TN: Loire, Bdx, exotic Macon, and fine Mosel

Tuesday Betsy made a couple of recipes from a Biba Caggiano book, shrimp with mushrooms along with fried green olives (way better than it sounds!), served with salad and the 2006 Pepiere/Ollivier "Cuvee Eden" Muscadet. Nice friendly style of Muscadet, lemon/apple fruit with balanced acids and some mineral notes. Not as complex to me as say the Briords, but drinking well and quite nice. B+/B

Wednesday was warm, so we pretended it was summer and grilled coffee- rubbed steak and squash, with salad and the 2001 Ch. D'Aiguilhe (Cotes de Castillon). Still showing some oaky notes, coffee and cocoa over the black plum and berry fruit. Moderate tannins, good fruit core, lower acids and quite modern but with a steak that doesn't especially bother me. My only one of these, not pining for more but it filled its purpose. B

Thursday no wine as I had dinner at office before a meeting, but Friday I knew I'd like some wine. I left office to drive Betsy and her mom to JFK to fly to Scotland to visit Dave. As a parting Valentine's gift, Betsy told me she had made chicken and mushrooms in red wine, I'd just need to make a roux and do the sauce. As I was driving back through horrible traffic, Betsy called. I needed to come back and get her mother- who had brought her expired passport from California. Betsy flew off, and her mom came back to Dobbs. Luckily Betsy made a full recipe of the chicken, so there was plenty. The cooking wine had been the 2006 Guion "Cuvee Domaine" Bourgueil. Lovely light little wine, classic Loire Cab Franc with raspberry fruit, good acids, light tannins, and little hints of pine and herbs. Nothing complex, but a very fine value ($9ish I think). B

I opened the 2006 Georges Descombes Brouilly (I hate wax capsules). Surprisingly sweet, bright acids and red fruits. I was actually quite disappointed at this. Tasted on Saturday it was a much fuller wine, showing less sweetness, darker fruit, more PN than Gamay. I'd say C+ on day one and B on day 2, but for me even the second day's showing isn't great for a $20something Beaujolais.

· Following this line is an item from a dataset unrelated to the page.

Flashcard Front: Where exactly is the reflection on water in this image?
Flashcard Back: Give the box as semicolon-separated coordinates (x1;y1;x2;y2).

Saturday FedEx came through with the correct passport, and I made another drive to JFK. I like my M-i-L, but was happy that she was on her way. I made a stop on Long Island at Post to pick up some orders, and made my way home. For dinner I braised some cabbage in white wine with some smoked pork chops, and roasted some beets (cleaning out fridge). The cooking wine was a $6 closeout, the 2000 Domaine Emilian Gillet "Quintaine" Macon-Villages. I was prepared for this to be over the hill, but it was actually quite lively. These Thevenet wines are probably the only Macons one could describe as exotic. This came across like the bastard child of a Coche-Dury (though not oaky) and a white Rhone. Intensely sweet fruit, but this is quite dry on finish- don't think there is RS. Honied pears and quince jam, decent acids for the superripe fruit, some mineral notes on finish. So unusual I am quite taken, though not something I would want to have as a dinner wine very often. I should have gotten more than 2, just so I could blind them on people and see what happens. An A as a curiosity, a B for me as a wine. Will be curious how it shows tonight.

For my actual dinner wine, I opened the 2007 Selbach-Oster Zeltinger Sonnenuhr Riesling Kabinett. This is one of the best '07s I've tried for my palate. Comes across as quite light (8.5 abv), yet there's a real concentration to the fruit core. Classic Mosel apple and slate, amazing length for a light wine, just enough sweetness. Creamy texture enlived by bright acids. I really like this. A-

Grade disclaimer: I'm a very easy grader, basically A is an excellent wine, B a good wine, C mediocre. Anything below C means I wouldn't drink at a party where it was only choice. Furthermore, I offer no promises of objectivity, accuracy, and certainly not of consistency.